Gagner, gagner et encore gagner en distance
Depuis sa création jusqu’à maintenant, le club s’est lancé dans une vaste course à la distance des trous incarnée notamment par l’architecte Tom Fazio qui, face à l’émergence des longs frappeurs tels que Tiger Woods, n’a cessé de faire reculer les départs depuis le début des années 2000. Et, à coups de rachats de terrain, cette tendance ne semble pas prête de s’achever comme l’indiquent les derniers changements en date, tels le par 5 du 13 rallongé de 32 mètres.
Here’s a look from the new tee box at the 13th hole at Augusta National. Quite a change! pic.twitter.com/4yO5tnXZqd
— Rock Bottom Golf (@rockbottomgolf) March 31, 2023
La révolution des bunkers
Autre évolution majeure : les bunkers. Si leur aspect blanc immaculé ne date que du milieu des années 1950, ils ont surtout été déplacés, bouchés ou rajoutés. Depuis l’origine, leur nombre a carrément doublé ! Imaginez le green du 7 sans ses bunkers qui le protège… c’était le cas à son ouverture. Au fur et à mesure des années, les contours ont aussi été simplifiés par rapport à l’extravagance des premiers dessins de MacKenzie. Cela est essentiellement dû aux changements de graminées et surtout aux transformations des greens, la plupart agrandis pour laisser davantage de possibilités aux emplacements de drapeau.

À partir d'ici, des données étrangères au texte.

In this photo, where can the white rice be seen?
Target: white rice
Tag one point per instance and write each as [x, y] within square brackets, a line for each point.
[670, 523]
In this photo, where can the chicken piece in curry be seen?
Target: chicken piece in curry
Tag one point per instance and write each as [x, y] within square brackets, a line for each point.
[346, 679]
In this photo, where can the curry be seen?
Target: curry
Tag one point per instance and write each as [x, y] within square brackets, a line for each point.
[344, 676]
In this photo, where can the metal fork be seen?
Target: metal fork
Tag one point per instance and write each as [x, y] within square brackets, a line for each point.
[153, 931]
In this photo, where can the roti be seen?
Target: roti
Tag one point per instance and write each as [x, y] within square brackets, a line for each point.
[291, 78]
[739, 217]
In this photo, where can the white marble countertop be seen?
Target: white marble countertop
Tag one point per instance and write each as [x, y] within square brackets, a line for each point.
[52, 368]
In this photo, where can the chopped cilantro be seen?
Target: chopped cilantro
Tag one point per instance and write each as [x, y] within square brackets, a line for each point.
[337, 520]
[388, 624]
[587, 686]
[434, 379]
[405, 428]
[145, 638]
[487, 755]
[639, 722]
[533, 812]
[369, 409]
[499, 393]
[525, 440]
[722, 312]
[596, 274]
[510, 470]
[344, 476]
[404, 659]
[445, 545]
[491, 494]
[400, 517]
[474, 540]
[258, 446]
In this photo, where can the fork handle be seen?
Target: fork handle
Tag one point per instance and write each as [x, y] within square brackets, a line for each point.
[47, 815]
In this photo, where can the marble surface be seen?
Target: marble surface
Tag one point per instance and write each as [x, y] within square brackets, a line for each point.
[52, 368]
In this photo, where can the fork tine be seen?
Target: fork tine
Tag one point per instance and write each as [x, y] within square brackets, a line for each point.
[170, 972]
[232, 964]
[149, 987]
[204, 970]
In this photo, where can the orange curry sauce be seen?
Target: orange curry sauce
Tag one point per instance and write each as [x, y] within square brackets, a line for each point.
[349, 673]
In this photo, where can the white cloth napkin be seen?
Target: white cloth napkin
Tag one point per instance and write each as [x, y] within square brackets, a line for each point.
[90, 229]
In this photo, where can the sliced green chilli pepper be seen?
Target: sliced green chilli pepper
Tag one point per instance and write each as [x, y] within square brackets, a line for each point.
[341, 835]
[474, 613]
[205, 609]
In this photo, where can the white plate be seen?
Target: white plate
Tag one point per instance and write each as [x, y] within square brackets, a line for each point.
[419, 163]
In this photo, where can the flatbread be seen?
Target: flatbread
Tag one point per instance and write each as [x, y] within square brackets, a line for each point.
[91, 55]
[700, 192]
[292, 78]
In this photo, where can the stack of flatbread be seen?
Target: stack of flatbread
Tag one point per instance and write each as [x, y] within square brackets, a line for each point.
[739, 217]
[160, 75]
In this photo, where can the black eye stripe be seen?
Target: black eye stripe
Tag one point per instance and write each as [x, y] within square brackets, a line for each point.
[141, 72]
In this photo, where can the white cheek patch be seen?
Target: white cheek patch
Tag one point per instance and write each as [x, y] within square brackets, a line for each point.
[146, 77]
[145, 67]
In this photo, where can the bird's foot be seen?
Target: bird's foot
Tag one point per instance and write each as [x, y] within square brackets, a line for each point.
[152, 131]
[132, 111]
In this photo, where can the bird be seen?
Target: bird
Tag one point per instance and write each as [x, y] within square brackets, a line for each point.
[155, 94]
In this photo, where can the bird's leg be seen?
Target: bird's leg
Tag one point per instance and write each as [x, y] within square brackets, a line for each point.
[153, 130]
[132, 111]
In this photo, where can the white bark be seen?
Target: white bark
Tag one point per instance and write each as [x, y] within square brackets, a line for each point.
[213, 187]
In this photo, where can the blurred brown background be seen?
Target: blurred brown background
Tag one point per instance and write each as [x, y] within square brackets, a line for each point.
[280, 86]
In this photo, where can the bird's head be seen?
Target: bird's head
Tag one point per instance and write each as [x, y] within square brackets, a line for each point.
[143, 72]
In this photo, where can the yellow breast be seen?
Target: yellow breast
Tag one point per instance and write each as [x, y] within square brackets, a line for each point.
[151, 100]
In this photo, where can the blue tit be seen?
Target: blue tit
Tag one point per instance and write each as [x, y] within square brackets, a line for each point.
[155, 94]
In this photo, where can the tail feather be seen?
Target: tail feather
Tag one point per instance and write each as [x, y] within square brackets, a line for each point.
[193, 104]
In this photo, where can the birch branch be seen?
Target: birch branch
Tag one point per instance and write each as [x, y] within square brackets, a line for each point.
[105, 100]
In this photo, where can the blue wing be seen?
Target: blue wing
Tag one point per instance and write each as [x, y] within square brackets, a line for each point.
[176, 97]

La pire erreur architecturale d’Augusta
Le nombre de spectateurs étant de plus en plus croissant, plusieurs modifications ont été apporté au cours des décennies afin de leur apporter plus de confort et de visibilité. Ce souci a conduit parfois à des erreurs qui ont été réparées à l’image de celle concernant le green du 8, L’associé de Jones et premier président du club, l’homme d’affaires Clifford Roberts, qui faisait la loi dans la prestigieuse enceinte, en fut à l’origine. En 1956, il se sent pousser des ailes d’architecte en rasant les deux monticules qui cernaient le green dont les gorges ainsi soutenues, avaient fière allure. Fort séduisant, le green était surnommé le « Jane Russell », du nom de l’actrice alors célèbre pour sa poitrine.

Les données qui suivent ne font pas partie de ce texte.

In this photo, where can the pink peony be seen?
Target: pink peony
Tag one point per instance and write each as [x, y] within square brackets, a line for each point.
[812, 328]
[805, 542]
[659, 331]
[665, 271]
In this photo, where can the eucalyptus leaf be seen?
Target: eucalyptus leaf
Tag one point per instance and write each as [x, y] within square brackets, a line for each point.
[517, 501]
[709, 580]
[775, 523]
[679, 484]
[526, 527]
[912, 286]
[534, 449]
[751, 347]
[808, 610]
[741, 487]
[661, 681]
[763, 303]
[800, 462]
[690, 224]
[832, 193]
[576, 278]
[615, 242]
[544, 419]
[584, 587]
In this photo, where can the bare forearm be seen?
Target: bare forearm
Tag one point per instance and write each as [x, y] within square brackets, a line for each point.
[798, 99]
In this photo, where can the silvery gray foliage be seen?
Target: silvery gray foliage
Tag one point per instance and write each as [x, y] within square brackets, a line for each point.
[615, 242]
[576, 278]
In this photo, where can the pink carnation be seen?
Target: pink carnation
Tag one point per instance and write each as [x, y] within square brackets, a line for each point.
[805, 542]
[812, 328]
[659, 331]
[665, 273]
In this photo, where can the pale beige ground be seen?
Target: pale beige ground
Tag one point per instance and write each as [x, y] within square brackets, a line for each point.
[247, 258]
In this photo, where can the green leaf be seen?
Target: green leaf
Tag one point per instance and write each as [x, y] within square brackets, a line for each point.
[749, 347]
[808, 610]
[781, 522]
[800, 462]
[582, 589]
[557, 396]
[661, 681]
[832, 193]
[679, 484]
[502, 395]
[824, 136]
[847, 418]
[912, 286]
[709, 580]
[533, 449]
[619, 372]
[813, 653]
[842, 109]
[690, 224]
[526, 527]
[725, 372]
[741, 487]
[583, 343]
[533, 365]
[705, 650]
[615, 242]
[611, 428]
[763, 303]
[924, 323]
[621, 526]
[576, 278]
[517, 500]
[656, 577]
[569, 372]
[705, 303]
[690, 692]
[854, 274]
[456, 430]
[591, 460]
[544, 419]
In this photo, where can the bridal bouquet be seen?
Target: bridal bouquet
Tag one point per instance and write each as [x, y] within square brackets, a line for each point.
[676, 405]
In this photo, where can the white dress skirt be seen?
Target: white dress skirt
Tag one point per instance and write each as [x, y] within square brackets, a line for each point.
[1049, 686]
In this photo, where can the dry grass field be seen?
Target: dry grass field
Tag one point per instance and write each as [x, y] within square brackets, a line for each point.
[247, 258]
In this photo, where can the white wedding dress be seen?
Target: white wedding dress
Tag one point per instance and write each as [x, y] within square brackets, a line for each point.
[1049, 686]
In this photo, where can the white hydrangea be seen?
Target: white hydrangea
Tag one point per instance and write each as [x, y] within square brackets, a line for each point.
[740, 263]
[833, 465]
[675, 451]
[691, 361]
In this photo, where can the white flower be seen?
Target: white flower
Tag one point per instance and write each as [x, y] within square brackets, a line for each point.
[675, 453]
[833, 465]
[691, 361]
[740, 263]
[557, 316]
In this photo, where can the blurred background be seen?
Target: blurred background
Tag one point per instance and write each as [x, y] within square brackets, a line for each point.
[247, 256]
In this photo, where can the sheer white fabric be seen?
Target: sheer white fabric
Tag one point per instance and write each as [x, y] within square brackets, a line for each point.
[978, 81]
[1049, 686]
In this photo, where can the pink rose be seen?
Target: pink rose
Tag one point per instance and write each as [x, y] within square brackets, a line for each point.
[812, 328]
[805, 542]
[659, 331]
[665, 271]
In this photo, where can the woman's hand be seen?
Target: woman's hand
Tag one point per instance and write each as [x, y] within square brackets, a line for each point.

Believe it or not: for more than 20 years this was the 8th green @ Augusta National. Your annual reminder that everyone makes mistakes. pic.twitter.com/ghR3ETdhbS
— Michael Wolf (@bamabearcat) March 24, 2023
Tout pour le public
Bien que très puritain, Roberts ne l’a pas modifié pour cette raison. Il souhaitait tout simplement que les spectateurs puissent mieux voir les champions putter sur un green surélevé, pourtant démuni de tout attribut. Mis sur le fait accompli, Bobby Jones entra dans une colère noire, et face à la polémique naissante, Roberts fit placer lors du Masters 1957 une pancarte stipulant que le green était provisoirement en travaux… Ce ne sont pas les bunkers, rajoutés de part et d’autre par Georges Cobb la même année, qui allaient réparer la bavure. Il a fallu attendre 1979, deux ans après le suicide de Roberts, pour que le champion Byron Nelson fasse appel à ses souvenirs et redessine lui-même les monticules, avec le concours de l’architecte Joseph Finger, pour redonner au 8 son esprit d’antan.

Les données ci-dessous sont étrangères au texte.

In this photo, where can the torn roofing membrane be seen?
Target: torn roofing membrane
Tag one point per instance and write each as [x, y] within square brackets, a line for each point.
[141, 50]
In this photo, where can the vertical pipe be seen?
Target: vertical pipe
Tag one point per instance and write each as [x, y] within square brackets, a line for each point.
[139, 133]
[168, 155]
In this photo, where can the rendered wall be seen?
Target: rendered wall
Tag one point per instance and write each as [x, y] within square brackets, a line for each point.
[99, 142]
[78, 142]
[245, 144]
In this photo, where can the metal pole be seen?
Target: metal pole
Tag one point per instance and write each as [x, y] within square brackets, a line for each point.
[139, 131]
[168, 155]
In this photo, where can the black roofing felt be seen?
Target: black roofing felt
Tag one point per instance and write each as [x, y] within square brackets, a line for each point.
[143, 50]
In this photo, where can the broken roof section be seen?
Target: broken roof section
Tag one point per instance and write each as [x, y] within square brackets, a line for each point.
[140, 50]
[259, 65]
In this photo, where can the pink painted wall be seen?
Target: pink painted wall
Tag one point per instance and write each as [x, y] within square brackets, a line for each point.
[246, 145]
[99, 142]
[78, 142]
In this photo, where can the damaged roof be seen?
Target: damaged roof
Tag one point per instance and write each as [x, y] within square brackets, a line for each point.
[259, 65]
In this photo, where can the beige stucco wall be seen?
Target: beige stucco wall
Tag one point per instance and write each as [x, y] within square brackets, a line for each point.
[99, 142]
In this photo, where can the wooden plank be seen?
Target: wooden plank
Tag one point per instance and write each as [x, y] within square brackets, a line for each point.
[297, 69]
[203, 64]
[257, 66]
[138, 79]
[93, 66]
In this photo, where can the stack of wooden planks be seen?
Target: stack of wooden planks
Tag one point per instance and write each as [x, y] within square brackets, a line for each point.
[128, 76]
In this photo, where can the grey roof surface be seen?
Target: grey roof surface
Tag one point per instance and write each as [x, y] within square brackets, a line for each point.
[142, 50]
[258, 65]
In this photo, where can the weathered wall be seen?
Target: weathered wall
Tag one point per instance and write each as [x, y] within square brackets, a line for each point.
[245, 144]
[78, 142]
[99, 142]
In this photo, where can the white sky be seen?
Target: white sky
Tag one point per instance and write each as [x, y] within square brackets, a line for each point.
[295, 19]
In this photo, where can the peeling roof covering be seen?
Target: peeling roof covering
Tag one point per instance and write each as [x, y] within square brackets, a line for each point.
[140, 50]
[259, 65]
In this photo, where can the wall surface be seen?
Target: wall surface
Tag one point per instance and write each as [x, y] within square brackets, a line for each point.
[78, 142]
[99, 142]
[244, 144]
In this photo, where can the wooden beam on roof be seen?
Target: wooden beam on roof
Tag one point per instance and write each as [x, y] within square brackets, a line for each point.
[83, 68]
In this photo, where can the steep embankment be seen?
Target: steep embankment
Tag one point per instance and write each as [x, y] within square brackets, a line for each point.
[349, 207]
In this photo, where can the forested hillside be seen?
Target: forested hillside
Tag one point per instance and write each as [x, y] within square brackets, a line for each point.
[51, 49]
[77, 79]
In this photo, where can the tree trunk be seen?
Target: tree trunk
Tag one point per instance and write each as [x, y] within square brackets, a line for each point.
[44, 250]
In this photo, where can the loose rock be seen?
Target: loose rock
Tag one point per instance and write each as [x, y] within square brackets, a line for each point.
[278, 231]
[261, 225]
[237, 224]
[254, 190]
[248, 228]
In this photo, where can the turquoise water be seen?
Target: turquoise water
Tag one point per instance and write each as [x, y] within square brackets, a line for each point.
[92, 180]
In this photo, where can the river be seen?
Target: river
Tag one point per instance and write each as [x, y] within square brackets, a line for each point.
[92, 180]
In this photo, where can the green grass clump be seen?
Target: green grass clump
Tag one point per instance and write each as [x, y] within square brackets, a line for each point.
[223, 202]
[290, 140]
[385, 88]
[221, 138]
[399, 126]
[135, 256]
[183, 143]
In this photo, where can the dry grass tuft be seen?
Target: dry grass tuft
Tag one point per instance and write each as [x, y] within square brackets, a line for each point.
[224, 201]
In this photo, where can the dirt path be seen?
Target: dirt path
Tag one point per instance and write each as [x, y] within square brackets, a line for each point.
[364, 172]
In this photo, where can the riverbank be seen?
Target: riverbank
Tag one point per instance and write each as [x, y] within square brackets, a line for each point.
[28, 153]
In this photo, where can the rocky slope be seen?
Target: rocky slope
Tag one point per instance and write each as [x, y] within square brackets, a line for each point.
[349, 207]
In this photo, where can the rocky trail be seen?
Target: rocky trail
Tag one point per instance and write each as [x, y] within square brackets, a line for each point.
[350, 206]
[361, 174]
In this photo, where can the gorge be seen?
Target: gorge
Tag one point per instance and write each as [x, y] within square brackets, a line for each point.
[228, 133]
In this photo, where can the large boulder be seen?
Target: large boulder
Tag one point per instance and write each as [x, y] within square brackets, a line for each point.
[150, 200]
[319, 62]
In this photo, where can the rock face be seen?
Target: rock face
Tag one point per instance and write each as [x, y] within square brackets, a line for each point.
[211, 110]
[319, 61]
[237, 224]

The original 16th at Augusta National pic.twitter.com/qxLRMJj3cf
— Steven Armstrong 👨👩👧👧🏌🏻♂️ (@SArmstrong1973) September 22, 2022
Ah, ce plan d’eau au 16 !
Fort heureusement, d’autres architectes tels que Robert Trent Jones Sr ont amélioré le parcours. Après le Seconde Guerre mondiale, Bobby Jones l’invita à travailler sur certaines modifications dont la plus célèbre demeure aussi la plus spectaculaire à ce jour : la construction d’un plan d’eau sur le fameux par 3 du 16 où les victoires se jouent ou se déjouent parfois. En effet, ce par 3 avait un autre green situé plus à gauche et défendu par une simple rivière. Une autre trahison à l’esprit de MacKenzie qui, cette fois, a permis au parcours d’entrer encore davantage dans la légende.